Low FODMAP Handouts and Meal Plans
Dietitian Ashley Koff created her “A Better Menu: Low FODMAP” meal plan for your clients who request nutritious suggestions for low FODMAP breakfasts, lunches, dinners and snacks throughout the week. Ashley’s menu is for individuals who have been told to try a low FODMAP diet or are curious as to whether it will help improve digestive symptoms and issues.

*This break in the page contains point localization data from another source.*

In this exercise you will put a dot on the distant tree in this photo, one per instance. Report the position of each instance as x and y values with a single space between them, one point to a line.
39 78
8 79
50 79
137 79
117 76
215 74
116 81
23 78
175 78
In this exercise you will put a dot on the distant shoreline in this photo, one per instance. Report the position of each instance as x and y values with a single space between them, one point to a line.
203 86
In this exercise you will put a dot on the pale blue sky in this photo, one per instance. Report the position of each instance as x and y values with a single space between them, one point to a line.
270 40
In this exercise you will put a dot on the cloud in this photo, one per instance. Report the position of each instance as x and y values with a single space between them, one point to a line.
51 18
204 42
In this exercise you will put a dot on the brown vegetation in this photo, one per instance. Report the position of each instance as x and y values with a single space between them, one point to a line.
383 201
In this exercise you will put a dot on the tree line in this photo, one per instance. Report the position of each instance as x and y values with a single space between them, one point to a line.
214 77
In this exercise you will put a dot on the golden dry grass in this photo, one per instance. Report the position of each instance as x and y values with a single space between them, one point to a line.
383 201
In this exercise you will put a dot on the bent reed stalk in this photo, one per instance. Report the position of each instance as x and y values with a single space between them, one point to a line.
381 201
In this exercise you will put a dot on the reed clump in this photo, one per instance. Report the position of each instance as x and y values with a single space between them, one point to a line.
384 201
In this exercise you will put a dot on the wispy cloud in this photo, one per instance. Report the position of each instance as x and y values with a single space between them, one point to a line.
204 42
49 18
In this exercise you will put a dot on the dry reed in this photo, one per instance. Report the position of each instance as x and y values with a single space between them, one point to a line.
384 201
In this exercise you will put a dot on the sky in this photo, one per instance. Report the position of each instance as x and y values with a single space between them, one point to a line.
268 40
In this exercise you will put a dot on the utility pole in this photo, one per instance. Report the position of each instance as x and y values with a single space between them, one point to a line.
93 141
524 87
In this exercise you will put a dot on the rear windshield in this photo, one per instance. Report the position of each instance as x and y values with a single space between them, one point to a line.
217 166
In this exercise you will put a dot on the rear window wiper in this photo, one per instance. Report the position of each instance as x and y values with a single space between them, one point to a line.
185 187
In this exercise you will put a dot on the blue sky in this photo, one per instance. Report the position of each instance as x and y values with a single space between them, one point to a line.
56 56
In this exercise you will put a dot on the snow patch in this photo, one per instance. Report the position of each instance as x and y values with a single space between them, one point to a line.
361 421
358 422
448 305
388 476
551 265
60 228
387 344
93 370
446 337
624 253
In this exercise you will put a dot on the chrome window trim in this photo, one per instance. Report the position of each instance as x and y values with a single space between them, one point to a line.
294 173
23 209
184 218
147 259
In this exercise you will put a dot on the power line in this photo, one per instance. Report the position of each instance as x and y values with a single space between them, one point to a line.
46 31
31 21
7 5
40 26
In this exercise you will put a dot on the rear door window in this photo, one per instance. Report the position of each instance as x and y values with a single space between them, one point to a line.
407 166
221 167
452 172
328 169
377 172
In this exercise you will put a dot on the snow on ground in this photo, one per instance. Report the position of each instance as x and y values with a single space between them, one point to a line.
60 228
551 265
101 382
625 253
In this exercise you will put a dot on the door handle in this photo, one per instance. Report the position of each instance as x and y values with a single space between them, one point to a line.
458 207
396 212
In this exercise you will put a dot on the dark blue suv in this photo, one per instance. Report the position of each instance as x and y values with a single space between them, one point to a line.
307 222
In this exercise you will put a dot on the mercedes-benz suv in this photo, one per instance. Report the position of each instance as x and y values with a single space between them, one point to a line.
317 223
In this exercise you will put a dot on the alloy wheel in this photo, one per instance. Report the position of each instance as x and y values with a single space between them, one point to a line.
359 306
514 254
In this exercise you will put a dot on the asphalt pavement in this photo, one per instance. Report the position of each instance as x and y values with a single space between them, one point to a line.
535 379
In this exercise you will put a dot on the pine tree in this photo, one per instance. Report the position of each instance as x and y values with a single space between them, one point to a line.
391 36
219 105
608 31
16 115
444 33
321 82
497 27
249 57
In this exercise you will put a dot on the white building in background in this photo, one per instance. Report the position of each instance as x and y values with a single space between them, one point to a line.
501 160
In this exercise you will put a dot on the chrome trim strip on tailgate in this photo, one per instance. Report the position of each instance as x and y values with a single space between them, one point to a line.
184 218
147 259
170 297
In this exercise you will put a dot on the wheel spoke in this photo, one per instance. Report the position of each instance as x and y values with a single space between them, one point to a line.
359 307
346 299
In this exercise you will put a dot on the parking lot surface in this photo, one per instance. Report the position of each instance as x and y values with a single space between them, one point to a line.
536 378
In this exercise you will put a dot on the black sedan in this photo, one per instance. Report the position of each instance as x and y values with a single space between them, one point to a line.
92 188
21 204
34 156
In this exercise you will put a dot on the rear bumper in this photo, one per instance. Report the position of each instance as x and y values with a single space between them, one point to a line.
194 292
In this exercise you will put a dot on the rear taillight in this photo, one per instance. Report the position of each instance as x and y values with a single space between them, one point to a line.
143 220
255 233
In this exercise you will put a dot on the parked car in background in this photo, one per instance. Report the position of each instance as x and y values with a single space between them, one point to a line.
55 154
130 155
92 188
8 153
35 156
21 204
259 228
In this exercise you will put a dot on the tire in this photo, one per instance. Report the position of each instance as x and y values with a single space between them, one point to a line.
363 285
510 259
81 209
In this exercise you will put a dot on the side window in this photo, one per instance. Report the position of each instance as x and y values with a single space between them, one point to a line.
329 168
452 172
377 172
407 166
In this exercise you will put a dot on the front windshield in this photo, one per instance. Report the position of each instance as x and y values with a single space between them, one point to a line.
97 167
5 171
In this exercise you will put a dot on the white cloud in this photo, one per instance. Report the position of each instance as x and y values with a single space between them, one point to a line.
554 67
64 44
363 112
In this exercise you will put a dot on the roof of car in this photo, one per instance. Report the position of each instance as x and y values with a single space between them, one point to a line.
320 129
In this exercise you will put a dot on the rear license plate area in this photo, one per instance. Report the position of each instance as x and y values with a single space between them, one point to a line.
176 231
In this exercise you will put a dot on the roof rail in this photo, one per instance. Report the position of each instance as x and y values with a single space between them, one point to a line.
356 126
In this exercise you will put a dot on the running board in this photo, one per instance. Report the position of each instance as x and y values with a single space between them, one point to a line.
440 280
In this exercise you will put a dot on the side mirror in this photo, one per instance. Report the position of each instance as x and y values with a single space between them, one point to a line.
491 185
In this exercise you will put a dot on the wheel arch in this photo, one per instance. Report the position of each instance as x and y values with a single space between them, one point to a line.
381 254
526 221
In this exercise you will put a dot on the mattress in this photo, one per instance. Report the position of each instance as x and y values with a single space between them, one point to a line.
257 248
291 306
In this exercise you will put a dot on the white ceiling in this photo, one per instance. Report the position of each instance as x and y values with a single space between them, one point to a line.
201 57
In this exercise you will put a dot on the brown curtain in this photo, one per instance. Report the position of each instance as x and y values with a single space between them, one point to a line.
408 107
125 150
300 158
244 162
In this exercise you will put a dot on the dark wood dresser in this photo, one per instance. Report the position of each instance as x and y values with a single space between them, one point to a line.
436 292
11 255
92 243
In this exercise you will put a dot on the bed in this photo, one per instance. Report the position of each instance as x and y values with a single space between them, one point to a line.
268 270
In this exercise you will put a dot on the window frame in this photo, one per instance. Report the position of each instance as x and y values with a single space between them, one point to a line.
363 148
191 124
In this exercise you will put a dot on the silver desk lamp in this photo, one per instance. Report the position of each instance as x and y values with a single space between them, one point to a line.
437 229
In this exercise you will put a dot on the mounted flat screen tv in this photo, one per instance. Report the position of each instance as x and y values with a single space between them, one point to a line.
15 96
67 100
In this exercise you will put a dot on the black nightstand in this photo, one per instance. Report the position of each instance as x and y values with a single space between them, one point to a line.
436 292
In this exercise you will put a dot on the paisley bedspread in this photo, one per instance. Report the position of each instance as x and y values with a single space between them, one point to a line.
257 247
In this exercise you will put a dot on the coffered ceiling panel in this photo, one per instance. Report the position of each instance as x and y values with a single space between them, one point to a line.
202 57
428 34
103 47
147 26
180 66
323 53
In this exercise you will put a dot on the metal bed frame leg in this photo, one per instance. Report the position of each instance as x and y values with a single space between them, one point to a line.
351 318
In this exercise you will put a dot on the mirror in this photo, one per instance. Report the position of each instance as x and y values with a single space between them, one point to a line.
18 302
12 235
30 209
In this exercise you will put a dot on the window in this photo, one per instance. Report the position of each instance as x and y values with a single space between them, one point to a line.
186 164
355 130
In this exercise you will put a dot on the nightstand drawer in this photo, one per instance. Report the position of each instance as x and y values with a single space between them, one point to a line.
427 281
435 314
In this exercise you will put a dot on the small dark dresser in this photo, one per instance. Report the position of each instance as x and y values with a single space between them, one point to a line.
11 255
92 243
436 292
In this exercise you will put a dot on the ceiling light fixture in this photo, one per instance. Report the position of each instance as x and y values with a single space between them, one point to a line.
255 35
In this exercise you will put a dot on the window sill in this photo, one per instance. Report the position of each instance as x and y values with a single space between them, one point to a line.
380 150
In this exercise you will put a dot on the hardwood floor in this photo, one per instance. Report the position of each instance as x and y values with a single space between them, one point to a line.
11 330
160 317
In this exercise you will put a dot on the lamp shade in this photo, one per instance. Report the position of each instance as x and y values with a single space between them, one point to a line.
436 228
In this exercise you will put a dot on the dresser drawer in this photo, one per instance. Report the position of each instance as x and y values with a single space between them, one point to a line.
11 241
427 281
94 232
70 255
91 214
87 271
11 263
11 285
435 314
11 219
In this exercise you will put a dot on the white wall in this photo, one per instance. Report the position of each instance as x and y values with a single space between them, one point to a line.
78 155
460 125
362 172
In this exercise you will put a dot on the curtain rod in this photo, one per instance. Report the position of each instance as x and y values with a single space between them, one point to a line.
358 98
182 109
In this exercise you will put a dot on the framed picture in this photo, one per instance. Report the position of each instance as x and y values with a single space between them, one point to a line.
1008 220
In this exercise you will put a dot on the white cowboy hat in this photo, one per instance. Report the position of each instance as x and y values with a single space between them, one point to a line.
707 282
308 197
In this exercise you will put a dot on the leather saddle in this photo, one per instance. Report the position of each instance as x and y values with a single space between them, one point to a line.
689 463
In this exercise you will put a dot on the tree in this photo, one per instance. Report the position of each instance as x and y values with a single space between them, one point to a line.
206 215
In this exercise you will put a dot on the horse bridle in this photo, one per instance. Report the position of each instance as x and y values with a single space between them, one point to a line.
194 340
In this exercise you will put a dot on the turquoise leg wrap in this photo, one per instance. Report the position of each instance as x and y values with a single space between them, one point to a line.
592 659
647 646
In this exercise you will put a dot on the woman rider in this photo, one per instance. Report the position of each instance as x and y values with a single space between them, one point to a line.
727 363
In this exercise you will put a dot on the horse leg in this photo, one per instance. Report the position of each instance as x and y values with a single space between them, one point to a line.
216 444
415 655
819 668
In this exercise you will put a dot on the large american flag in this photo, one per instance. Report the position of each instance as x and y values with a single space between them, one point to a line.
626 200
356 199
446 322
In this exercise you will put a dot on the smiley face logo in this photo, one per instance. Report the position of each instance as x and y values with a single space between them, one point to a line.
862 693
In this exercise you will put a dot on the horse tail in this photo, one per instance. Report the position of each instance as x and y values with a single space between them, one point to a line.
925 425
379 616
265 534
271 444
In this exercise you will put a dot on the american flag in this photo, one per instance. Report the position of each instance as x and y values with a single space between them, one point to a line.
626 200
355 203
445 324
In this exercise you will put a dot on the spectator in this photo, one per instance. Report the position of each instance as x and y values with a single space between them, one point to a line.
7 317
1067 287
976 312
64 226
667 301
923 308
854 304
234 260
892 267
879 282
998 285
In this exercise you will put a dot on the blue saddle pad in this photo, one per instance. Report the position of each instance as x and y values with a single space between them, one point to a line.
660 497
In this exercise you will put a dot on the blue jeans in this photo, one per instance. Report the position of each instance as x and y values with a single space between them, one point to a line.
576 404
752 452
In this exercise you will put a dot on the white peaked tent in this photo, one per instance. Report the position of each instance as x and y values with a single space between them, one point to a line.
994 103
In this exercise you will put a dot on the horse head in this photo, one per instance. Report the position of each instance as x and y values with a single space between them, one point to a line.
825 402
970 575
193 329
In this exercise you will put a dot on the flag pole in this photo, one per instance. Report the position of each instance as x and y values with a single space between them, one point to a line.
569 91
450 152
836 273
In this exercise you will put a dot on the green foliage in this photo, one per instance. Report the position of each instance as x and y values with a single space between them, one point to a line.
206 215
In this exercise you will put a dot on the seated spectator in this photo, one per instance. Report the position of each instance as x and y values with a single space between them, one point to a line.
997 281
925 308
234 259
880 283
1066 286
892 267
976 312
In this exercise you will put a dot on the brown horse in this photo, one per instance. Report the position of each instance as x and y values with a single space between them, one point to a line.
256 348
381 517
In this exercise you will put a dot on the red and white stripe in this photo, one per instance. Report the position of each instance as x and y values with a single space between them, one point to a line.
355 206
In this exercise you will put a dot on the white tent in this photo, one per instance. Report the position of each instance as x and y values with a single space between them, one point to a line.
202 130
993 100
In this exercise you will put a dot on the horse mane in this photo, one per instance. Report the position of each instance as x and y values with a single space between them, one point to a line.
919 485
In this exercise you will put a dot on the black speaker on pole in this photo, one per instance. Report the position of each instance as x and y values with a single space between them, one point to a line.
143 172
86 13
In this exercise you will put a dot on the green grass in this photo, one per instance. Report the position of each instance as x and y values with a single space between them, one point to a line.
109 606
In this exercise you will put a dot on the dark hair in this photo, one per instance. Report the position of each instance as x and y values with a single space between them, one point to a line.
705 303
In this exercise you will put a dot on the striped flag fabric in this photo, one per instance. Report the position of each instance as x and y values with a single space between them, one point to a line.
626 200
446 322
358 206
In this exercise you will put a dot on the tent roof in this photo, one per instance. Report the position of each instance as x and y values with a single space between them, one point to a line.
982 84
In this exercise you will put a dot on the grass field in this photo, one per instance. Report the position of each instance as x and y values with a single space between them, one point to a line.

What low FODMAP resources would you add to this list? Please comment below!
Disclosure: Elana Natker wishes to disclose that Monash University is one of her clients.
Note: The resources mentioned above serve only to give you general information and a general sense of understanding. Links from Healthy Bytes to third-party sites do not constitute an endorsement by Healthy Bytes of the parties or their products and services.